Relate: What happens when you feel fear?

liberty bain, the trueyou projectSince opening the Nourish Circle subscription we’ve been noticing all kinds of things about ourselves and our bodies and our relationships. I’ve found noticing is a safe space to observe and become aware without having to control, fix or figure anything out immediately.

Most of my life I’ve been a re-actor; meaning I didn’t take time to be with myself in whatever what happening. This has led me to saying ‘yes’, when I meant ‘no’, to do things I later felt lots of shame about, and plod through my life like a robot – checked out emotionally but functioning fine physically.  

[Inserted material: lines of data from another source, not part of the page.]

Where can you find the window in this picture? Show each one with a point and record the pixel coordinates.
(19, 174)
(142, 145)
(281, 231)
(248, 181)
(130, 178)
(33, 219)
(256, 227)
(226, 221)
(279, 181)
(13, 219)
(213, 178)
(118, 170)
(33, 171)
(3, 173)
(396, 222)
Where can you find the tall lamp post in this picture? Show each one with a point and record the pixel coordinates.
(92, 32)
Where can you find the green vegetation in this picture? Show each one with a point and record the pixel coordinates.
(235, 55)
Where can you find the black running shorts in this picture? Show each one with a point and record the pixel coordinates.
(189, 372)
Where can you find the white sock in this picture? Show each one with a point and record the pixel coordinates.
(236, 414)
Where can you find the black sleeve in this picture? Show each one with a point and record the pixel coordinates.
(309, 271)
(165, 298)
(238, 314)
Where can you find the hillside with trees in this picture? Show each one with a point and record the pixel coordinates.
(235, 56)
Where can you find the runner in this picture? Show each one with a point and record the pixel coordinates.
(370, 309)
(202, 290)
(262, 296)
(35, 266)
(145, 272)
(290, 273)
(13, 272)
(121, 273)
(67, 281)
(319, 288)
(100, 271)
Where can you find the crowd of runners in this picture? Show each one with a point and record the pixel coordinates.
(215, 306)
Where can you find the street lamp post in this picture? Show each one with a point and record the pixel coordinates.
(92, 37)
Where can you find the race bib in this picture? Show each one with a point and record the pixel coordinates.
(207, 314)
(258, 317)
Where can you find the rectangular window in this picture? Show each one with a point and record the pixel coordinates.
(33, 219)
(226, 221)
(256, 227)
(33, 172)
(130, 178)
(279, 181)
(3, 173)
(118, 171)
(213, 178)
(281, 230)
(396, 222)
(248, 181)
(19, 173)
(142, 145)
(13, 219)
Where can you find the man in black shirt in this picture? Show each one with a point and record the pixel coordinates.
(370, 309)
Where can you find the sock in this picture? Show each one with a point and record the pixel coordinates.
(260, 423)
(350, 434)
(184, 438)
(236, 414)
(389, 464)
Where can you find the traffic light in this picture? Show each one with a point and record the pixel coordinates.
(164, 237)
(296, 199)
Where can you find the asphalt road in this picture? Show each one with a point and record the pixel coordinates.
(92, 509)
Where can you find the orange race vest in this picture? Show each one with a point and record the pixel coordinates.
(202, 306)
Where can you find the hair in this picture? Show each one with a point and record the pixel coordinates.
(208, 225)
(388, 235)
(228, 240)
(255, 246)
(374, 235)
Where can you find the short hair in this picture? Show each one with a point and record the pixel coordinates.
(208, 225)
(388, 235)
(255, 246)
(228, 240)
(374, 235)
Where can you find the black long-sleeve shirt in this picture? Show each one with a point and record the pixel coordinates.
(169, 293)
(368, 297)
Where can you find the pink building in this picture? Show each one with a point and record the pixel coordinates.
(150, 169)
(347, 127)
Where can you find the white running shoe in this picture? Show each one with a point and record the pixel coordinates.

Bottom line: that kind of existence isn’t what I desire and I don’t believe it really works for me.  

One thing about noticing, is how much gentler and kinder it is than reacting.  This simple act of noticing creates a space in my heart and mind to become more of an observer, without immediately having to know what to do.

Which led me to the biggest breakthrough about food and my deprivation cycle I’ve had in years. I was invited to attend a food and body event and while there, I noticed how much fear drives my reaction to control.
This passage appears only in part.